The shale revolution has pushed America into the super league of producers and the speed of response to market stimulus demonstrated by U.S. shale oil drillers has challenged Saudi Arabia's traditional role of swing producer. At the same time, static or shrinking demand for transport fuels in developed economies raise huge questions for a single-commodity producer. In a world where oil is abundant, how can Saudi Arabia sustain its economy by selling crude?

The timing of the point of peak demand is less important than how we got there and how oil producers and consumers manage the market, say Spencer Dale and Bassam Fattough, the co-authors of an Oxford Institute of Energy study, "Peak oil demand and long-run oil prices." There is little reason to believe, they argue, that when the peak is reached that demand will shift to rapid decline. With global oil production decline rates of 3 per cent per year, huge investment still will be needed to keep oil markets balanced.

Moreover, the weak prices that resulted from abundant shale oil were quite effective in moving U.S. crude oil consumption out of a 10-year decline into robust growth. What matters more than the timing of the peak is how oil-producing economies, such as Saudi Arabia, cope with a world of ever abundant crude oil.
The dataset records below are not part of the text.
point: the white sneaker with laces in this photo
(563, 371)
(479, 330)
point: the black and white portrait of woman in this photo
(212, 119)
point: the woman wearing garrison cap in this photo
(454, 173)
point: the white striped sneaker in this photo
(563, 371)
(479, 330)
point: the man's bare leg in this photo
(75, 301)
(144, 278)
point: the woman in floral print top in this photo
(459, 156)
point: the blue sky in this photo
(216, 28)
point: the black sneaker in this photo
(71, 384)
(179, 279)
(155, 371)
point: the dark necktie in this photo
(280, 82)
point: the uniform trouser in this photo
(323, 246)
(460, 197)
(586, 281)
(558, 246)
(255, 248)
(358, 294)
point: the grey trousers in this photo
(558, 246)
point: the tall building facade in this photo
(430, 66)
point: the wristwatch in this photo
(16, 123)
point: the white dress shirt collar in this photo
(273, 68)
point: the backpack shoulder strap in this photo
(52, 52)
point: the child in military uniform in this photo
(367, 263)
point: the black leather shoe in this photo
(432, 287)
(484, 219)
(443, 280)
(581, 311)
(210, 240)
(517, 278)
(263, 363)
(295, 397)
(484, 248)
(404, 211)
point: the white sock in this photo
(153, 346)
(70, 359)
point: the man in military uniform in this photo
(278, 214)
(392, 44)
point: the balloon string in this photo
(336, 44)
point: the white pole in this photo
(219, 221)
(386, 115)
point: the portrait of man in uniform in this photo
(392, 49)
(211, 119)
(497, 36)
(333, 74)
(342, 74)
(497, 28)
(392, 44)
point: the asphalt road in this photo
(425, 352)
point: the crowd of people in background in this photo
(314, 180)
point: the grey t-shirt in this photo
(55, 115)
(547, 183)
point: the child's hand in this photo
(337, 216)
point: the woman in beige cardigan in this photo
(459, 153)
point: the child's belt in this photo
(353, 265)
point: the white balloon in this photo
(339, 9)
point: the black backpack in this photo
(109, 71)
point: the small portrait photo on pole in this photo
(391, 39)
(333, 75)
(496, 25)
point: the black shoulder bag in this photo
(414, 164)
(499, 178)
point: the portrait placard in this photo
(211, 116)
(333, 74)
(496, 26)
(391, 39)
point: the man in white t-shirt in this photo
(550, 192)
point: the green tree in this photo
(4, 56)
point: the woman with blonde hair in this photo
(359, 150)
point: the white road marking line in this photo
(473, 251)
Market logic dictates that, in such a world, the lowest-cost and most efficient producer wins the war for market share, knocking out countries with high-cost, low-return assets, such as heavy oil. Saudi Arabia's initial response to the shale oil-induced price slump was a classic example of predatory capitalism – kill the competition. OPEC's weakest members, such as Venezuela, were certainly crippled and shale producers went bust but America's output is again rising rapidly. More importantly, Saudi Arabia has been forced to run ruinous fiscal deficits to spare its population the huge social cost of the price war.

The question posed by the authors of the Oxford Institute study is whether the social costs for Russia or Saudi Arabia of knocking out higher-cost producers – say, in Canada or Britain – are sustainable over the long term of oil demand decline. Can Mr. Putin keep winning elections and can the Saudi royal family keep the lid on dissent if the oil price fell below US$30 for an extended period?

That might explain why the two giant producers are tentatively holding hands. It is cold in the Yamal Peninsula but that may be easier to bear than fires in Arabia.